When Pierre L’Enfant created his plans for Washington, DC in 1791, he included a spot for an equestrian statue of Washington. However, after the design was selected, planners realized that the intended spot was too swampy and unstable to support such a massive and heavy structure. They then selected a new spot slightly southeast of the original with a “beautiful view of the Potomac and is “so elevated that the monument will be seen from all parts of the surrounding country.”
Excavation for the foundation began in the spring of 1848, with the cornerstone laid that July 4th in an elaborate ceremony hosted by the Freemasons. Construction on the monument continued until 1854 when all the donations had been spent. The following year Congress planned to give $200,000 to the project, but then changed its mind. The change was because of the Society’s decision to encourage the states and territories to donate memorial stones to fill in the monument’s inner walls. Native American tribes, professional organizations, businesses, and foreign countries donated these stones.
One stone, donated by Pope Pius IX, was actually stolen by an anti-Catholic group, and supposedly thrown in the Potomac River in 1854. This anti-immigrant group, known as the “Know-Nothings” then staged a fraudulent election so they could take over control of the Washington Monument Society, so it could fit their beliefs. However, they were unable to raise enough money to complete the monument and eventually returned control of the monument back to the original group.
Shortly after, however, the Civil War erupted and once again construction was halted. There was renewed interest in the monument after the war and in 1876, the 100th anniversary of the Declaration of Independence, Congress gave $200,000 to finish the monument. During this time, talks over how to complete the monument resumed. Many still opposed Mills’ colonnade design, so a new design competition was held. Ultimately, the society selected a design by William Wetmore Story – an obelisk similar to classical Egyptian proportions and no colonnade. Construction finally resumed in 1879. The foundation was redesigned so it could support a 40,000-ton structure. The Army Corps of Engineers worked quickly – they built over two-thirds of the monument in just a few years.

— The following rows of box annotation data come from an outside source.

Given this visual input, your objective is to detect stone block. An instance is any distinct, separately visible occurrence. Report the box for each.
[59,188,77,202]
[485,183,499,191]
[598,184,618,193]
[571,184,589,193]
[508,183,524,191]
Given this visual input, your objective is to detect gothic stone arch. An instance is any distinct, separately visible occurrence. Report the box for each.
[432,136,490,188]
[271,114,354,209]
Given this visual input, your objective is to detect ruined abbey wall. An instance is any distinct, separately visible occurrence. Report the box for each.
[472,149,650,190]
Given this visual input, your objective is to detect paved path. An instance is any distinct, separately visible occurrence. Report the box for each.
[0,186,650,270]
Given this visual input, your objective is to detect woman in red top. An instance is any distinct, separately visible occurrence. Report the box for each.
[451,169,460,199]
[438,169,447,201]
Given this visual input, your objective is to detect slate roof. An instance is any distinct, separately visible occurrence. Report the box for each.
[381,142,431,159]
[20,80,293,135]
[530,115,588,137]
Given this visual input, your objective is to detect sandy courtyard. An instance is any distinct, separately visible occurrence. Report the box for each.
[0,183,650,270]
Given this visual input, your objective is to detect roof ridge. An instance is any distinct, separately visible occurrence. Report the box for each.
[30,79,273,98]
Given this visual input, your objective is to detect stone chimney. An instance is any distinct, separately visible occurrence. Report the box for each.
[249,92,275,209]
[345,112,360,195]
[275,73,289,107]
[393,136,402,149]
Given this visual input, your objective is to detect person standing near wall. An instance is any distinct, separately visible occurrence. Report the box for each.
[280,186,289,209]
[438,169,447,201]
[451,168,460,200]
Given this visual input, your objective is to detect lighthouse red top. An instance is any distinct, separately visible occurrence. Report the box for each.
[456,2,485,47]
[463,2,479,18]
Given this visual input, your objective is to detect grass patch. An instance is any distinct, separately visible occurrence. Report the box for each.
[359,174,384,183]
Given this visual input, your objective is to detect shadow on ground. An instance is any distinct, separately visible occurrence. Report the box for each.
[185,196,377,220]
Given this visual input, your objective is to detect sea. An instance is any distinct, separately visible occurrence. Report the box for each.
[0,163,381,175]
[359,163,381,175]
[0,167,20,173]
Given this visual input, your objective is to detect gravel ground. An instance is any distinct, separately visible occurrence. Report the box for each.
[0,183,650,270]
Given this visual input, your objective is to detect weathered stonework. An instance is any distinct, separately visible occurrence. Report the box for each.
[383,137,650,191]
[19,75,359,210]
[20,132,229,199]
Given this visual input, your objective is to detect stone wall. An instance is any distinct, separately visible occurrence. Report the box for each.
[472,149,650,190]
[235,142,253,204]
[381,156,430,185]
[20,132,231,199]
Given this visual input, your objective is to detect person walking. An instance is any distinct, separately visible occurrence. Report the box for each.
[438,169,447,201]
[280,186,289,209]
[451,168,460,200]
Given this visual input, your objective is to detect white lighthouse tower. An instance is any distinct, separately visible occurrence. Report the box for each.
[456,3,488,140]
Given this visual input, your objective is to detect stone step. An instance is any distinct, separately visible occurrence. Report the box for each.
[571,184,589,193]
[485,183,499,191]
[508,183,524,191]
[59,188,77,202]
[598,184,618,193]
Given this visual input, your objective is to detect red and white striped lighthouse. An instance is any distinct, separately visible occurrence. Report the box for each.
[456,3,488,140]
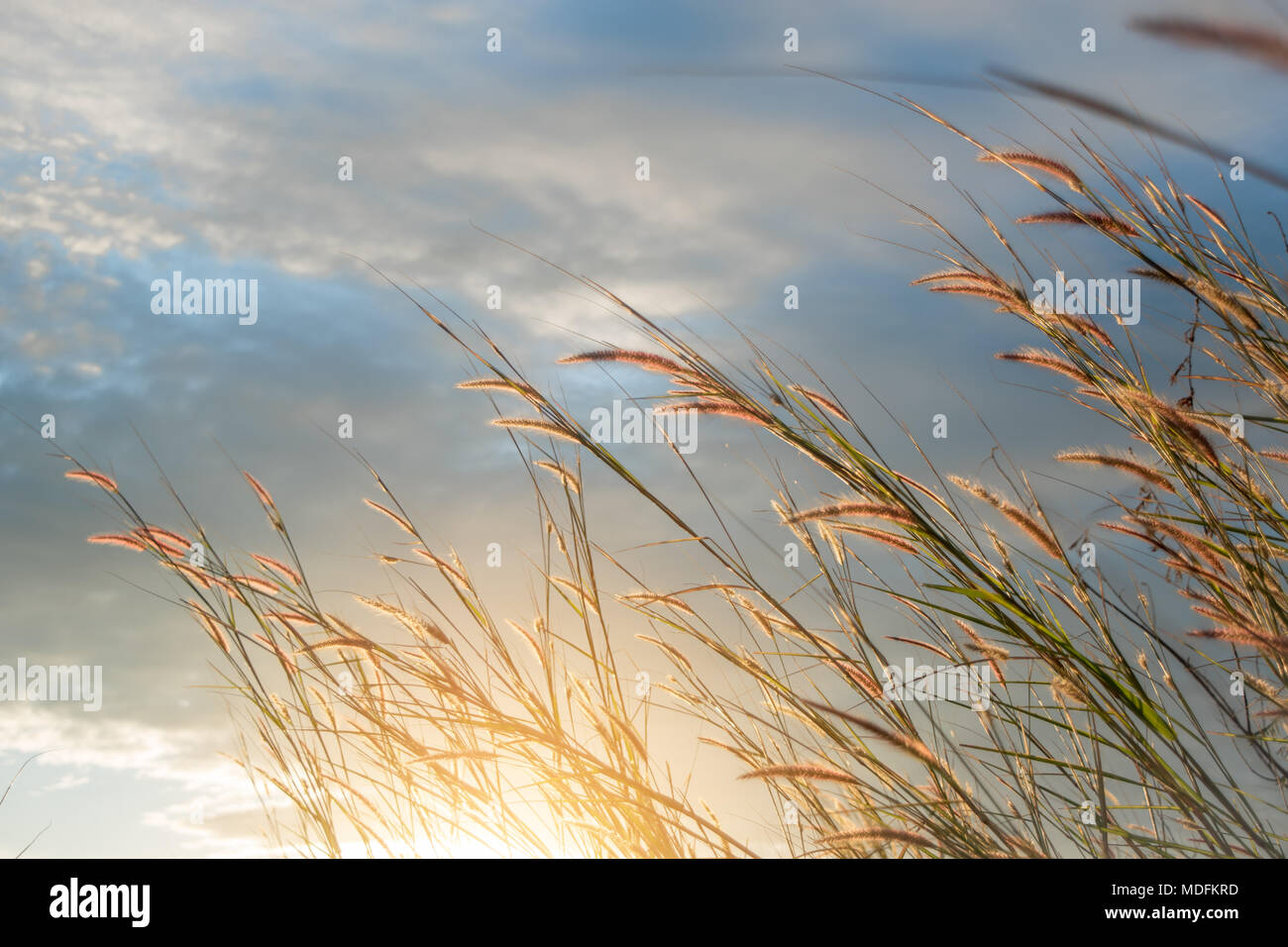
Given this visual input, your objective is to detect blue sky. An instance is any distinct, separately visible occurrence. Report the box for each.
[0,0,1285,856]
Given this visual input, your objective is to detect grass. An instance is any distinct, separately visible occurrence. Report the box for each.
[68,16,1288,858]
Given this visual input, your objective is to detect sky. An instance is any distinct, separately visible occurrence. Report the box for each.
[0,0,1288,857]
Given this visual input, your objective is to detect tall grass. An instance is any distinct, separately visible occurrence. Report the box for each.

After 36 years of construction, debates, and work stoppages, the monument was finally completed on December 6, 1884. In an elaborate dedication ceremony, the 3,300-pound marble capstone was put into place along with a 100-ounce aluminum apex/lightning rod. This apex was the largest piece of aluminum cast at the time.
The monument was officially dedicated on February 21, 1885. President Chester Arthur gave a speech as one of his final acts as president. He declared the monument “dedicated from this time forth to the immortal name and memory of George Washington.” The day’s events included several speeches, a parade down Pennsylvania Avenue, fireworks, and ground and aerial displays.
At just over 555 feet, the Washington Monument was the tallest structure in the world when it was completed, surpassing the Cologne Cathedral. However, it was later surpassed by the Eiffel Tower in 1889. Today it is still the world’s tallest stone structure and tallest obelisk. Today over 800,000 visitors a year either take an elevator to the top of the monument or climb the iron stairway.